On exiting Aldgate East station turn left along Whitechapel Road until you come to the junction with Osborne Road.  Look across the road and  you’ll see ‘White Church Lane’, this is your first port of call.  Cross the road and wander to the end and back.



White Church Lane has attracted many artists of late ably assisted by the diligent work of Global Street Art who liase with local wall and shutter owners who give permission for their property to be painted.  At the time of writing the street featured work from Alice Pasquini, Hunto, Anthony Lister, Malarky and Dan Kitchener amongst others.  It’s only a short road too.  Once you’ve done cross back over to Osborne Street and walk up towards Brick Lane which is just a continuation of the street.
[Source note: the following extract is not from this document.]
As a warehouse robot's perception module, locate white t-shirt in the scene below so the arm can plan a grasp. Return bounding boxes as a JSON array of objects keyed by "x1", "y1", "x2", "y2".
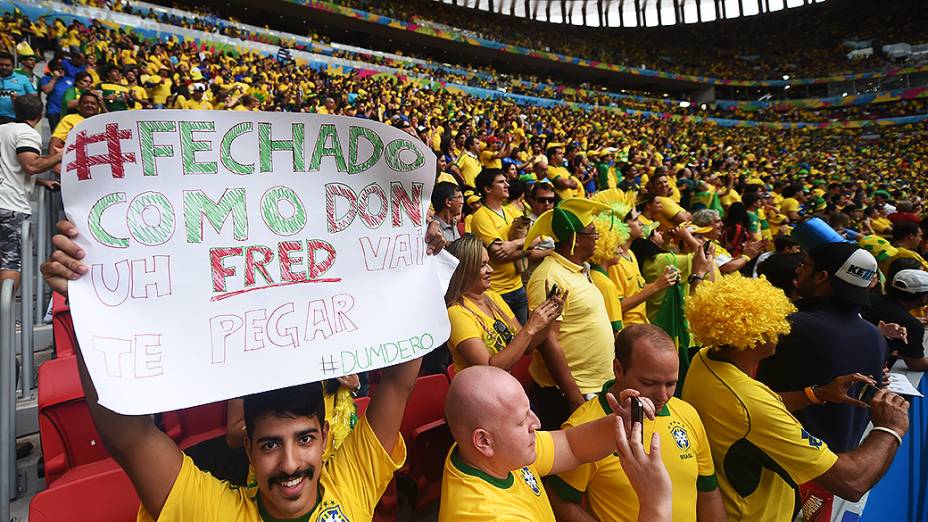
[{"x1": 0, "y1": 123, "x2": 42, "y2": 214}]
Bear in mind that there is loads of street art on both Osborne Street and Brick Lane, you’ll see it dotted around all over the place.  This route shows the best places to spot stuff only, the art itself will likely change over the months.

Next stop is Heneage Street where there is also a quaint little pub called the Pride of Spitalfields should the need for a pint arise.  Walk down the street until you come to a little playground, look around and on the gable end of a row of buildings an impressive giant mural from Sheffield based artist Phlegm can be seen.
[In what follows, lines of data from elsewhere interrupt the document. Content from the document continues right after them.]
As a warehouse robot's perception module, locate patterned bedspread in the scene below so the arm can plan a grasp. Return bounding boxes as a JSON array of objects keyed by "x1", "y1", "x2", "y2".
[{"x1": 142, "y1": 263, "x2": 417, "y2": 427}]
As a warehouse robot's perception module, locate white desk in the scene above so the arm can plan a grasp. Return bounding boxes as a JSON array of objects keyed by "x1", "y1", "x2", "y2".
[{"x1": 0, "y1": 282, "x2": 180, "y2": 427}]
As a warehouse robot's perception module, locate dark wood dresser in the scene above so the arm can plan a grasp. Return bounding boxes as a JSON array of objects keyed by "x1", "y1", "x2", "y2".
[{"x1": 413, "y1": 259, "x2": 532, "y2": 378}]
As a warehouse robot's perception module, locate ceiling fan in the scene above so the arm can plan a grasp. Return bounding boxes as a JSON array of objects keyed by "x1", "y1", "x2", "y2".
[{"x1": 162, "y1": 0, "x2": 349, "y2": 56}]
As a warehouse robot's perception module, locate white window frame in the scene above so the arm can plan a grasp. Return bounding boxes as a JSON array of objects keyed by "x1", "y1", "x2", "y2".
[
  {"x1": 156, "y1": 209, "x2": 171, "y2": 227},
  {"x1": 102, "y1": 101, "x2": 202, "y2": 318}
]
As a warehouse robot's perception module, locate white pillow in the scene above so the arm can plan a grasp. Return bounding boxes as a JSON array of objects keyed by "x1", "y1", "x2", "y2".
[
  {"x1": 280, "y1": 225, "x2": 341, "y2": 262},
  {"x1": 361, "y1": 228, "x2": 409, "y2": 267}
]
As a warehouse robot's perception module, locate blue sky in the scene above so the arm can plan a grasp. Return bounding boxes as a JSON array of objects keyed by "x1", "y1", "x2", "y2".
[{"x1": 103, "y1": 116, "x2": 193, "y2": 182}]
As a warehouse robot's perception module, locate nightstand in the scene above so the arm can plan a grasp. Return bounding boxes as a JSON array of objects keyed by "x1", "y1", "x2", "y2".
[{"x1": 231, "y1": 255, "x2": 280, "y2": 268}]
More art can be seen in Heneage Street so keep your eyes peeled before walking back up the road the way you came.  Turn right at Brick Lane, past the Brick Lane mosque and head towards Princelet Street.  There look to the left and within a doorway can be seen a work by Stik which depicts a burka clad Stik figure holding hands with a non burka wearing Stik figure.  It is very sweet and is a highly regarded piece by the local community considering it’s diverse nature.


Incidentally Princelet Street is also the former centre of the  Huguenots who settled in the East End from France in the 1700s.  The houses here are from this era and are quite unusual and worthy of greater exploration. If you are interested in the history of this area then try this free Walking Tour of the East End of London which covers the history in a bit more detail.


But for now we head back to Brick lane until we reach Hanbury Street.  Turn left and you get straight into the heart of Spitalfields, right takes you into the heart of Whitechapel.   This street is awash with art particularly along it’s length towards Spitalfields.  For this tour though we are only interested in the art to the immediate right.  Look down towards Whitechapel and dominating the view will be the giant Crane by Belgian artist ROA.  This is another well loved community piece as evidenced by the local uproar that went on when Tower Hamlets council tried to cover it over with a banner just before 2012s Olympic Games.

The ROA Crane of Hanbury Street

ROA’s Crane on Hanbury Street in London is big, bold and imposing


This spot really attracts the creme de la creme and many artists have painted this spot including the likes of Milo Tchais, Bom.K and Liliwen, Otto Schade, Louis Masai, Ben Slow and Dale Grimshaw.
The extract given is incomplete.